Check it out over on Spotify!
The first song is "I Don't Need No Doctor."She's got some great funk and soul going on, giving me, at least, something I don't think I entirely expected. Don't hate me, but that one big song was the only thing I came into this familiar with, so this is a surprise. We've basically got The Roots backing her up, complete with horns and some sweet little tamborine noise that, oddly enough, brings the whole damn thing together.
Third up is "Roll Like a Big Wheel." Here's one with that rock harmonica you one hear from time to time in old Blues Brothers tracks. There's edge and grit to it, and seriously deserves to be on the long train ride across the US. If I could put this into a movie, one of an epic journey through the west would fit best - of course, that's if we were looking at a modern adaptation of an old story.
"Game of Love" has still got me astounded. This is a singer that could be mistaken by a big black woman instead of a little white girl. She's got a great and interesting set of pipes and is in it for the girl power we can get here and there. That little use of synth provides a whole other level and time of sound. Think Aretha's power songs in a more modern recording studio. Really, damn impressive.
But then we get a fun one with made up words! "Shoorah! Shoorah!" just lets her play on stage and enjoy the moment cute little old-bar piano going on. It's just a nice little number, even if the lyrics are maybe kind of mad at the dude causing the writing. She's free in this though, moving on with life and happy for it. Keep it going girl, good for you.
Another slightly sultry one, with that harmonica again. "I Want To Be Loved" is pretty damn understandable. I mean, who doesn't, yah know? At least she's being honest about it. The song has a very steady pacing throughout, keeping an excellent jazz club beat with light background singers giving a perfect compliment to her lower register of voice.

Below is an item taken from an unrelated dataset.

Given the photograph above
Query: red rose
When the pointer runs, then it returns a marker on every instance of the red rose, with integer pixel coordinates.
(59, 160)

Oh we're back on that train, this time with a fun little dance added - "Shake Your Hips." No really, don't move anything else, just shake it! That's all she's asking for. I think it's been a little while since we've had an oddly folk dance instruction song, so good for you Joan. This one's fun and even breaks for an instrumental part that you can use the instructions for. I love the country essence of this song, because she takes it to the rock side of things. Just a fun, gritty little song.
"I'm Qualified" is really cute. It invites the guy to come and take a chance on her for love. What I think I like best about this one is the focus on the backup singers that's provided. They really get a chance to shine the way they appropriately should, while Joan lets go vocally with improve lines.
We slow things back down and break it more into the guitar feel of old with "Champagne and Wine." It's a tale of old lost love between two people and the memories they created. It's not a terribly in-depth song, relying heavily on repeating lines. It remains a nice memory though, allowing that and just that throughout.
"Rhymes" is the final number, and it's just a good uplifting message, where she takes the heartbreak we've been hearing about and turns it all around to be better. You're just left saying "yeah! Right on!" and wanting the best for her afterwords.
Added to My Playlist:
- "Game of Love"
- "Shoorah! Shoorah!"
- "I Want to Be Loved"
- "Shake Your Hips"
Man, it's rare to find a female voice with such a low, funky register that sings out in a cool sweet way. Hope y'all enjoyed this one as much as I did. While it's not going to jump to the top of my favorites any time soon, it is an impressive little gem amongst the rocks that deserves some recognition and good-time listening attention.